Update November 2018 – After almost 2 years at ¢570 to the dollar – a ¢50,000 price tag was the equivalent of $85 – the currency began dropping rapidly in value during the national strike in September. In early-November it fell past ¢610 and the newspapers are predicting ¢700 by the beginning of 2019. It’s not quite in free fall since the central bank has spent more than a billion dollars propping it up.
By far the best way for travelers from the U.S. to simplify currency exchange is to eliminate it altogether by spending U.S. dollars.
Many things along the tourist trail are priced in U.S. dollars because of instability of the Costa Rican currency called the Colón (plural Colones).
If you want Colones wait until you’re inside Costa Rica to exchange. Do not exchange in advance at home. The worst exchange rate you’re likely to find will be at your local bank in the U.S., Canada, Europe or in an airport in Costa Rica.
Colones are a minor currency on the world scale and no foreign banking institution has a single Colón in their vault. They will need to order them, it will take a long time and incur high fees.
The second worst conversion rate will be at the counter in the airport. The airport exchanges prey on peoples fears that they’ll be stranded without local money. They give terrible rates and charge high commissions.
Pound, Euro, Loonie & Other Currencies
If you are not from the U.S. then by far the best way to get your hands on local currency is to use a no fee Debit or Bank card at an ATM (cash machine, cashpoint, bancomat).
The second best option for spending cash is probably to convert your local currency into U.S. dollars before you leave home because other currencies are difficult and expensive to change into Colones.
Skipping cash altogether is a good option if you have a credit card that offers zero international transaction fees.
If you insist on changing pounds, euros, loonies or other currencies to the Costa Rican Colón you will need to go to a walk up teller at a bank. They may require you to do a double exchange. First into U.S. dollars then into Colones with commissions on each.
If you do find yourself spending colones you can use the simple exchange equivalencies below to know about how much you’re spending.
The old calculation (see below) was much easier but don’t complain too much because the devaluation of the Colón means now you get more Costa Rican currency per U.S. dollar, British pound, Euro or Canadian dollar. Of course prices have gone up too…
Since most tourist items are actually priced in dollars the changes in the exchange equivalency hasn’t really impacted visitors too much. The Costa Rican people however are feeling the squeeze of significant inflation.
At the current exchange rate you should expect to get at least the equivalents shown it the image above.
The Old Easy Estimate
NOTE: some merchants are still using ¢500 to the dollar in exchange transactions — they are definitely ripping you off.

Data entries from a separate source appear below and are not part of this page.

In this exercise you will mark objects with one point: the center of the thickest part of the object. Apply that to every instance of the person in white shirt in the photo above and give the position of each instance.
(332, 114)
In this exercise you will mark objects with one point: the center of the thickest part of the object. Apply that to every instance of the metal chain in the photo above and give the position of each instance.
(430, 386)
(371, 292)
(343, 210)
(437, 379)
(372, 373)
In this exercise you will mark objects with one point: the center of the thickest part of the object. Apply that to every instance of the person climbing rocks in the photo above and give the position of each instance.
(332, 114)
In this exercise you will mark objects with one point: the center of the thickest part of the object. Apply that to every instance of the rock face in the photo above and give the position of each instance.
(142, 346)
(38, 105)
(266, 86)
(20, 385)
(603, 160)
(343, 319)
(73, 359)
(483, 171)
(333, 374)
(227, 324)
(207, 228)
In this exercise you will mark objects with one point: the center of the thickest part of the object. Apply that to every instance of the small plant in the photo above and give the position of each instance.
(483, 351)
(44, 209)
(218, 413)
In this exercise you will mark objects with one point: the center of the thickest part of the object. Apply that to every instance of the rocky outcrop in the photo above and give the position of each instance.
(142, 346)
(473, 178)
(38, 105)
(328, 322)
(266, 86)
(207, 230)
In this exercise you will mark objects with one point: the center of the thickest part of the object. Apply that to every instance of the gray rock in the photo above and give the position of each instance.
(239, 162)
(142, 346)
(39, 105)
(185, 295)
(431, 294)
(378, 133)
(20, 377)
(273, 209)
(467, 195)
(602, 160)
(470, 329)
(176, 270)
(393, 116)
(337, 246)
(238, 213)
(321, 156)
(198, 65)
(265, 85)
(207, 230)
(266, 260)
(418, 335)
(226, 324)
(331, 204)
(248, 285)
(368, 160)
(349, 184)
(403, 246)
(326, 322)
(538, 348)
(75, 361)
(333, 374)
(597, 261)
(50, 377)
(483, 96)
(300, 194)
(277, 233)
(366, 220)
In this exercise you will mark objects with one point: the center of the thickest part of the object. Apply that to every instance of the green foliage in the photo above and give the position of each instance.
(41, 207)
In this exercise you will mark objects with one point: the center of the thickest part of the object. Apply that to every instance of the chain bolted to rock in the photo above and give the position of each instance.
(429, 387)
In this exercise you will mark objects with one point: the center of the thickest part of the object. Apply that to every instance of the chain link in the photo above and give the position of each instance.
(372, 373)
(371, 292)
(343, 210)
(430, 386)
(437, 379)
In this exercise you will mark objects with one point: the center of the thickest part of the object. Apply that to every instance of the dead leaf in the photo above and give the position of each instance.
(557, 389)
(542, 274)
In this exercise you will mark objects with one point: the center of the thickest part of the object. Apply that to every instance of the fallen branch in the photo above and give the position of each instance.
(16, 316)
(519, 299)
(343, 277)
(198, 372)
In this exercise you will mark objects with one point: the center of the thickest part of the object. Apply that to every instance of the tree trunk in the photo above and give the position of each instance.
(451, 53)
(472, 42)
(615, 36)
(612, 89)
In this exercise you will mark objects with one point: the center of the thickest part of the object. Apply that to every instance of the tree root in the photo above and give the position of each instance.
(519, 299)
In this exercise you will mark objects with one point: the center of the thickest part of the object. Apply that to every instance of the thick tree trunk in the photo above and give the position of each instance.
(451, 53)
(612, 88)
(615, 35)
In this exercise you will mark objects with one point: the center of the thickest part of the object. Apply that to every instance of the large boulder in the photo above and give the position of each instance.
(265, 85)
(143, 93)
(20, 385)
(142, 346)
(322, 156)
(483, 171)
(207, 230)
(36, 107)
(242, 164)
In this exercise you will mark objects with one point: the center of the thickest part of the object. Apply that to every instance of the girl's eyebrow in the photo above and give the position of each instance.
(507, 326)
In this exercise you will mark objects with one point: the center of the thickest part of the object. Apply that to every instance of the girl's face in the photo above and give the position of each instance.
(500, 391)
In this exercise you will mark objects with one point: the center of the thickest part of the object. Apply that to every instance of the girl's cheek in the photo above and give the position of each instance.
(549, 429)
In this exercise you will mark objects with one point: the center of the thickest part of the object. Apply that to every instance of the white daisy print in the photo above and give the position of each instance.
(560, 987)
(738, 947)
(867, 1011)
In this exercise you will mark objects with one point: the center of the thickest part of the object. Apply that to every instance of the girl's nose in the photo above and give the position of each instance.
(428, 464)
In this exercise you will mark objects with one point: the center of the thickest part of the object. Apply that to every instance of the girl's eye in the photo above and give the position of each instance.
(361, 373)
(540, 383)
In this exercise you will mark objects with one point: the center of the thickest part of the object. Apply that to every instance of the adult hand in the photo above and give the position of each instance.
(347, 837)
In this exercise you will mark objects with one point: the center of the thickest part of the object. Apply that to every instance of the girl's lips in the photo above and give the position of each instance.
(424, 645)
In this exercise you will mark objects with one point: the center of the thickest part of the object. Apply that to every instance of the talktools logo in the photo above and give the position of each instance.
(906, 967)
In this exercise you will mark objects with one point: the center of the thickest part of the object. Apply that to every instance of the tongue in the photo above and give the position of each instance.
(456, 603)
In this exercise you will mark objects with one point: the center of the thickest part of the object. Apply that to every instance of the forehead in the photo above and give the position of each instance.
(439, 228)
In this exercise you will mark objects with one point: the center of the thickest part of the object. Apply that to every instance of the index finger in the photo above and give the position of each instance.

Prices are often posted in dollars and colones making it unnecessary to do a conversion, but for the times when do need to convert it’s very easy. Prior to February 2014 when the currency took a nosedive this estimate was pretty exact.
This rough equivalent is still okay to get a general idea of how much things cost when looking at a price tag or menu but when doing the exchange you should request the actual current rate.
So as shown in the image a 5 mil colones bill is almost a 10 dollar bill, 10 mil colones a 20 dollar bill and 50 mil colones is nearly a hundred bucks.
Just do the same for prices, although there you won’t see such round numbers and instead of saying “mil” the price tags probably show the full number. It’s still easy though, just change the comma to a decimal point and double it.